Jerinx SID Tiba-Tiba Ditahan Atas Kasus Pengancaman, Kejaksaan Ungkap Alasan

ERA.id - Musisi I Gede Aryastina alias Jerinx resmi ditahan atas kasus pengancaman melalui media elektronik. Jerinx saat ini dipastikan sudah ditahan di rutan Polda Metro Jaya.

Kepala Kejaksaan Negeri Jakarta Pusat, Bima Suprayoga mengungkap alasan di balik penahanan Jerinx. Bima mengatkan penahanan Jerinx sudah sesuai dengan ketentuan pasal yang menjeratnya.

"Alasan di tahan tentu sesuai dengan ketentuan pasal 21 ayat 1 KUHP, ada alasan subyektif dan obyektif itu tentu ada di jaksa penuntut umumnya. Alasan obyektif antara lain ancamannya enam tahun jadi dimungkinkan untuk dilakukan penahanan," kata Bima Suprayoga, dikutip YouTube MOP Channel, Rabu (1/12/2021).
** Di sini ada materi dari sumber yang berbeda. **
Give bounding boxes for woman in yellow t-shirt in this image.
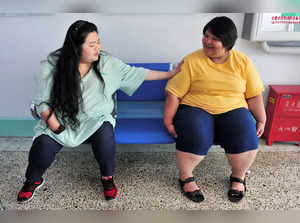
[164,16,266,202]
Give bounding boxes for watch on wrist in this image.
[53,125,65,135]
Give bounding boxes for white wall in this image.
[0,13,300,118]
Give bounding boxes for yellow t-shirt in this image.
[166,50,264,114]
Lalu, kata Bima, berkas dari penahanan suami dari Nora Alexandra itu sebelumnya dilimpahkan dari Polda Metro Jaya ke Kejaksaan Negeri Jakarta Pusat. Kemudian berkas tahap kedua itu akan dilimpahkan ke pengadilan dalam waktu dekat.
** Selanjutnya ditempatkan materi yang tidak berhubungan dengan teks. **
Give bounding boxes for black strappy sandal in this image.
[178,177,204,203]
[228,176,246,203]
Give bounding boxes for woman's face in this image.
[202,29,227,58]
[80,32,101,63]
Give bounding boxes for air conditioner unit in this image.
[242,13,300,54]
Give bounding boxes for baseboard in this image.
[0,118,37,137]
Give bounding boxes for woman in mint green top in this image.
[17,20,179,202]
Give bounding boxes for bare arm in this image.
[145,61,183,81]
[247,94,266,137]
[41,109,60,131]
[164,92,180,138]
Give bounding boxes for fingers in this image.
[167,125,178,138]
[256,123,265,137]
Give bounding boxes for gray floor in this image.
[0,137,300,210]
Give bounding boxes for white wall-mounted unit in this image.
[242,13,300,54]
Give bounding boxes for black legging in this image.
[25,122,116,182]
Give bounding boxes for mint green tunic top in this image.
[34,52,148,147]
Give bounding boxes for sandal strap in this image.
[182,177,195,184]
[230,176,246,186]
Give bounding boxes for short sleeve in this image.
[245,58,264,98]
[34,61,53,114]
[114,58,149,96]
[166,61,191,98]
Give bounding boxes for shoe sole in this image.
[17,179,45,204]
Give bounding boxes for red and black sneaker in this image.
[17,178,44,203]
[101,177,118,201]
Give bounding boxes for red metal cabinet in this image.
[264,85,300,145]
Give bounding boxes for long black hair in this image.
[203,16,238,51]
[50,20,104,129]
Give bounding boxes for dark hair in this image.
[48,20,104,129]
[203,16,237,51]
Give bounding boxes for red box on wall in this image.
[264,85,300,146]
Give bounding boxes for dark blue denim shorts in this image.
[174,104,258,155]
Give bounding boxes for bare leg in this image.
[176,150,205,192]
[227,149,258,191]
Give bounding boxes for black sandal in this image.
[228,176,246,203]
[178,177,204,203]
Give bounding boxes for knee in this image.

Menurut Bima, dalam tahap kedua itu pihak kejaksaan melakukan pemeriksaan berkas perkara yang dipastikan sudah sesuai dengan ketentuan yang berlaku.
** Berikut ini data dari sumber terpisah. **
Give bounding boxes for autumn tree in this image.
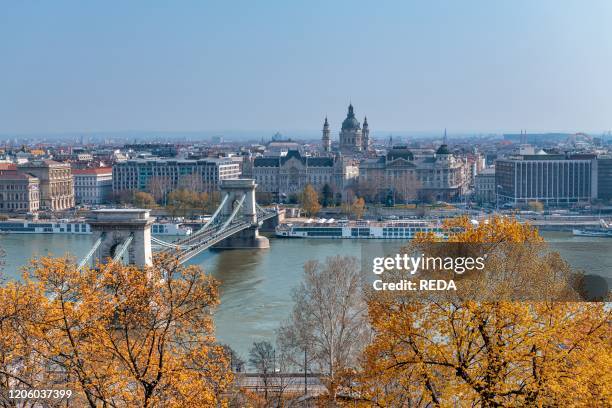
[278,256,369,400]
[349,217,612,407]
[0,256,232,407]
[351,197,365,219]
[300,184,321,217]
[249,340,276,401]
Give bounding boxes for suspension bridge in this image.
[79,179,281,268]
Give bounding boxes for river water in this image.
[0,232,612,355]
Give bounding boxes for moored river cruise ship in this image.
[0,220,192,235]
[276,219,443,239]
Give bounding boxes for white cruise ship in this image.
[276,219,443,239]
[0,220,192,235]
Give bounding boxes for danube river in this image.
[0,232,612,355]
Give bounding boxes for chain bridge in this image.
[79,179,282,268]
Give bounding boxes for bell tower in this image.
[361,116,370,152]
[321,116,331,152]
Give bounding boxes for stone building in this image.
[72,167,113,205]
[474,168,497,203]
[321,104,370,155]
[0,171,40,214]
[113,157,242,195]
[359,144,468,201]
[252,151,358,200]
[18,160,74,211]
[495,151,597,206]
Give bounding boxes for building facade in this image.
[597,156,612,202]
[18,160,74,211]
[113,158,241,195]
[72,167,113,205]
[0,171,40,214]
[321,104,370,155]
[474,168,497,203]
[495,152,597,206]
[252,151,359,200]
[359,145,467,201]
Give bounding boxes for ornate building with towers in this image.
[322,116,331,152]
[322,104,370,155]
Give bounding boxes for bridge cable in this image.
[78,232,106,269]
[113,235,134,262]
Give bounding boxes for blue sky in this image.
[0,0,612,133]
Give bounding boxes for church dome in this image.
[342,105,361,130]
[436,144,450,154]
[387,146,414,160]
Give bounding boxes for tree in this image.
[300,184,321,217]
[321,183,334,207]
[351,197,365,219]
[0,256,232,407]
[133,191,157,208]
[278,256,369,400]
[249,341,276,401]
[223,344,245,373]
[351,218,612,407]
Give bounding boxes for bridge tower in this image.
[214,179,270,249]
[87,209,153,266]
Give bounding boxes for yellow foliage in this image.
[0,253,232,407]
[351,217,612,407]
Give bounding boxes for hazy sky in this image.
[0,0,612,133]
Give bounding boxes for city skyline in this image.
[0,1,612,137]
"Tentu di tahap dua ini dilakukan pemeriksaan terhadap identitas yang bersangkutan. Dilakukan pemeriksaan berkas perkara setelah dipastikan sesuai dengan ketentuan yang berlaku, lengkap makanya selesai. Itu sebabnya kita limpahkan  ke pengadilan," tegasnya.

jerinx ditahan kasus pengancaman (Dok: YouTube/MOP Channel)

Dalam kasus hukum pengancaman tersebut, Jerinx disangkakan pasal 27 ayat (4) junto pasal 45 ayat (4), atau pasal 29 junto pasal 45B Undang-Undang nomor 19 tahun 2016 tentang perubahan atas undang-undang nomor 11 tahun 2008 tentang Informasi dan Transaksi Elektronik.

Atas pasal yang menjeratnya tersebut, Bima memastikan bahwa Jerinx dilakukan penahanan selama 20 hari di rutan Polda Metro Jaya. Penahanan tersebut berlaku mulai Rabu, 1 Desember 2021.  

"Setelah tahap dua jaksa berpendapat untuk dilakukan penahanan selama 20 hari kedepan mulai hari ini di Rumah Tahanan (rutan) Polda Metro Jaya. Hal ini sesuai dengan pasal 21 ayat 1 KUHP," ucap Bima.

Kasus yang dugaan pengancaman yang dilakukan Jerinx ini bermula dari Adam Deni yang sempat mengomentari pernyataan drummer SID tersebut. Di mana Jerinx menyinggung tentang endorsement Covid-19 yang berujung pada panggilan telepon ke Adam Deni.

Selama panggilan telepon tersebut, Adam Deni mendapat ancaman dan makian dari Jerinx. Atas kejadian itu, Adam pun memutuskan untuk melaporkan Jerinx ke polisi.